Post
Topic
Board Development & Technical Discussion
Problem: opening and closing database for each block
by
jgarzik
on 29/11/2010, 19:01:12 UTC
Building blkindex.dat is what causes all the disk activity.
[...]
Maybe Berkeley DB has some tweaks we can make to enable or increase cache memory.

The following code in AddToBlockIndex(main.cpp) is horribly inefficient, and dramatically slows initial block download:

Code:
   CTxDB txdb;
    txdb.WriteBlockIndex(CDiskBlockIndex(pindexNew));

    // New best
    if (pindexNew->bnChainWork > bnBestChainWork)
        if (!SetBestChain(txdb, pindexNew))
            return false;

    txdb.Close();

This makes it impossible to use a standard technique for loading large amounts of records into a database (db4 or SQL or otherwise):  wrap multiple record insertions into a single database transaction.  Ideally, bitcoin would only issue a TxnCommit() for each 1000 blocks or so, during initial block download.  If a crash occurs, the database remains in a consistent state.

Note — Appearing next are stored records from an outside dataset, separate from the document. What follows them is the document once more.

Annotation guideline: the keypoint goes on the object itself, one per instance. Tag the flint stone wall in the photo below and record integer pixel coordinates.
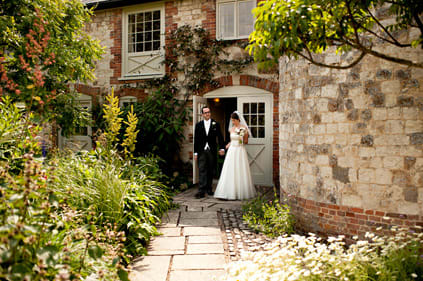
(351, 144)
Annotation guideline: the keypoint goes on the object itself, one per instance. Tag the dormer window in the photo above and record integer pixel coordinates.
(234, 19)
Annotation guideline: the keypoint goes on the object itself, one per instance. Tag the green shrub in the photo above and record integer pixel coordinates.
(41, 237)
(115, 192)
(268, 216)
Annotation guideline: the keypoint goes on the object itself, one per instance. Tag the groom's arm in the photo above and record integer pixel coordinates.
(196, 141)
(220, 138)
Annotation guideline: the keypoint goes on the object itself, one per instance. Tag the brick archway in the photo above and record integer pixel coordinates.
(264, 84)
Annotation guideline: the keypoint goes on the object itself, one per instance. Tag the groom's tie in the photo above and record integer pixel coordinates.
(207, 128)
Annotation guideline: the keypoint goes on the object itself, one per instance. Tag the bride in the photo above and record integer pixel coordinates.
(235, 181)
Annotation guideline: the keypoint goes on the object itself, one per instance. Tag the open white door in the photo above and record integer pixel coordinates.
(257, 112)
(197, 104)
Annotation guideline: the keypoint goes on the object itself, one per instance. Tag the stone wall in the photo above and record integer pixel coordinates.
(351, 144)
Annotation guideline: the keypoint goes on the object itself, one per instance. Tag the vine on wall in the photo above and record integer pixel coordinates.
(192, 60)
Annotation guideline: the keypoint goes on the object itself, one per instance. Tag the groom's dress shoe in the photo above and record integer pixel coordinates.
(199, 195)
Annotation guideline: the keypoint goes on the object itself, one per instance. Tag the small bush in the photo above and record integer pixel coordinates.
(268, 216)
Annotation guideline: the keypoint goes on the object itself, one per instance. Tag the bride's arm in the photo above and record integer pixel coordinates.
(245, 137)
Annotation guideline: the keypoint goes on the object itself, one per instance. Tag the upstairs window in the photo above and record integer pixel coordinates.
(143, 41)
(234, 19)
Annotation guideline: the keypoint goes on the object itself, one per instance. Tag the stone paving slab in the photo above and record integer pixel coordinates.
(214, 261)
(150, 268)
(195, 275)
(193, 249)
(215, 230)
(169, 231)
(161, 243)
(210, 239)
(199, 215)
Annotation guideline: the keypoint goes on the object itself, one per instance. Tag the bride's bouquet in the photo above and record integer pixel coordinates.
(241, 133)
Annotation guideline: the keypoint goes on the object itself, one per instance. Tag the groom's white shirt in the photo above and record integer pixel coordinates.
(207, 127)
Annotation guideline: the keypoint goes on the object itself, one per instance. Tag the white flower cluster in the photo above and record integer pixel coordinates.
(310, 258)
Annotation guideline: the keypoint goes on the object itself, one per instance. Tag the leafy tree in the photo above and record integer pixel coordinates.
(302, 28)
(43, 48)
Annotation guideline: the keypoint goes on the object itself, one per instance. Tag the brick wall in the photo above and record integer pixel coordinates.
(351, 144)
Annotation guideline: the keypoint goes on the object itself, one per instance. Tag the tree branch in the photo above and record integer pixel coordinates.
(394, 40)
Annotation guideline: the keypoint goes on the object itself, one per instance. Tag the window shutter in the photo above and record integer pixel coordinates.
(245, 18)
(227, 20)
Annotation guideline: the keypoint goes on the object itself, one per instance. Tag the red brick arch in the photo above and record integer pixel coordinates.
(264, 84)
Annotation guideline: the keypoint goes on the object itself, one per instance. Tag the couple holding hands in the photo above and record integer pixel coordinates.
(235, 182)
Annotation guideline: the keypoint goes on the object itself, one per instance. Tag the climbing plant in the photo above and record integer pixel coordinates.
(193, 58)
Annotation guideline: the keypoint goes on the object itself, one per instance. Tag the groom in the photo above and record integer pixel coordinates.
(205, 149)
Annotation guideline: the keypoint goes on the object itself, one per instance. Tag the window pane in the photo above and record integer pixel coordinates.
(246, 108)
(254, 131)
(156, 45)
(139, 48)
(131, 38)
(156, 15)
(261, 120)
(261, 132)
(254, 108)
(131, 48)
(156, 35)
(140, 27)
(227, 20)
(140, 37)
(261, 107)
(140, 17)
(131, 28)
(131, 19)
(156, 25)
(245, 17)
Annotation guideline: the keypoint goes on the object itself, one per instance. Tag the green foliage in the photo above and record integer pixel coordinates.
(295, 257)
(162, 118)
(268, 216)
(17, 136)
(43, 47)
(111, 116)
(115, 192)
(194, 53)
(300, 28)
(41, 237)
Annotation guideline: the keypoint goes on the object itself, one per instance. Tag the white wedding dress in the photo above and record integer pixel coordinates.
(235, 182)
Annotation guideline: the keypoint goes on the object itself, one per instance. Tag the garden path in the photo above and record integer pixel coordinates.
(198, 240)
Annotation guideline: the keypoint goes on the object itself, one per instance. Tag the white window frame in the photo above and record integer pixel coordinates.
(219, 34)
(125, 55)
(125, 99)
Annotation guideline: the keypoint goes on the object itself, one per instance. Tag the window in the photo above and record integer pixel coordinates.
(235, 19)
(127, 100)
(143, 42)
(254, 114)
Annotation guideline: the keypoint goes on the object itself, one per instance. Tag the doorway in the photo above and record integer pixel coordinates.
(256, 106)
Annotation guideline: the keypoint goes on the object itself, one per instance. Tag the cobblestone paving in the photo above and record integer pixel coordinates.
(239, 236)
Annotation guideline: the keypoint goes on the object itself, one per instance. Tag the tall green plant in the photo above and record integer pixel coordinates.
(43, 47)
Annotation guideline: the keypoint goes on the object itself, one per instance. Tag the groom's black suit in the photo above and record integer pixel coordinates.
(207, 157)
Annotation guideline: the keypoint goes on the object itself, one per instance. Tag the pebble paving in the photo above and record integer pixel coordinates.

Furthermore, database open + close for each new block is incredibly expensive.  For each database-open and database-close operation, db4
  • diagnose health of database, to determine if recovery is needed.  this test may require data copying.
  • re-init memory pools
  • read database file metadata
  • acquire file locks
  • read and initialize b-tree or hash-specific metadata.  build hash table / b-tree roots.
  • forces a sync, even if transactions called with DB_TXN_NOSYNC
  • fsync memory pool

And, additionally, bitcoin forces a database checkpoint, pushing all transactions from log into main database.

That's right, that long list of operations is executed per-database (DB), not per-environment (DB_ENV), for a database close+open cycle.  To bitcoin, that means we do this for every new block.  Incredibly inefficient, and not how db4 was designed to be used.

Recommendations:

1) bitcoin should be opening databases, not just environment, at program startup, and closing database at program shutdown.  db4 is designed to handle crashes, if proper transactional use is maintained -- and bitcoin already uses db4 transactions properly.

2) For the initial block download, txn commit should occur once every N records, not every record.  I suggest N=1000.



EDIT:  Updated a couple minor details, and corrected some typos.